Numerical study of spin-dependent transition rates within pairs of dipolar and strongly exchange coupled spins with (s=1/2) during magnetic resonant excitation

TL;DR

This study numerically investigates how dipolar and exchange interactions affect spin-dependent transition rates during magnetic resonance in coupled spin pairs, revealing how these interactions can be distinguished experimentally.

Contribution

It introduces a superoperator Liouville-space formalism to analyze spin-dependent transport and recombination rates influenced by dipolar and exchange couplings during magnetic resonance.

Findings

Multiple nutation frequency components observed at sqrt{2} gamma B_1 when dipolar coupling dominates.

Exchange coupling mainly affects low-frequency nutation components, not the main sqrt{2} gamma B_1 component.
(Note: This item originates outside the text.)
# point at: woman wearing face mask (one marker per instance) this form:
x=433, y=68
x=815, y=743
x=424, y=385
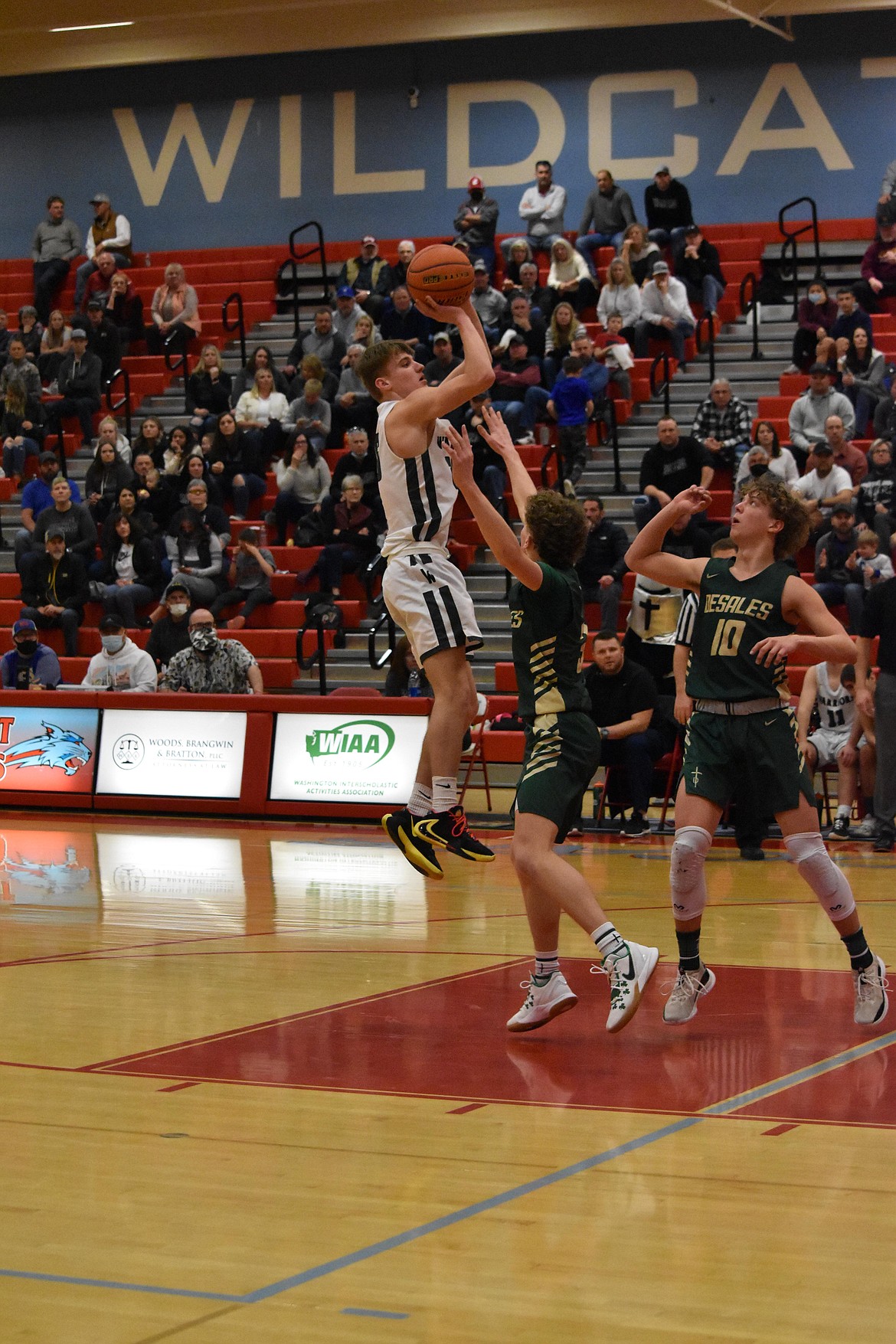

pEDMR and pODMR can differentiate exchange and dipolar interaction strengths experimentally.

Abstract

The effect of dipolar and exchange interactions within pairs of paramagnetic electronic states on Pauli-blockade-controlled spin-dependent transport and recombination rates during magnetic resonant spin excitation is studied numerically using the superoperator Liouville-space formalism. The simulations reveal that spin-Rabi nutation induced by magnetic resonance can control transition rates which can be observed experimentally by pulsed electrically (pEDMR) and pulsed optically (pODMR) detected magnetic resonance spectroscopies. When the dipolar coupling exceeds the difference of the pair partners' Zeeman energies, several nutation frequency components can be observed, the most pronounced at sqrt{2} gamma B_1 (gamma is the gyromagnetic ratio, B_1 is the excitation field). Exchange coupling does not significantly affect this nutation component; however, it does strongly influence a low-frequency component < gamma B_1. Thus, pEDMR/pODMR allow the simultaneous identification of exchange and dipolar interaction strengths.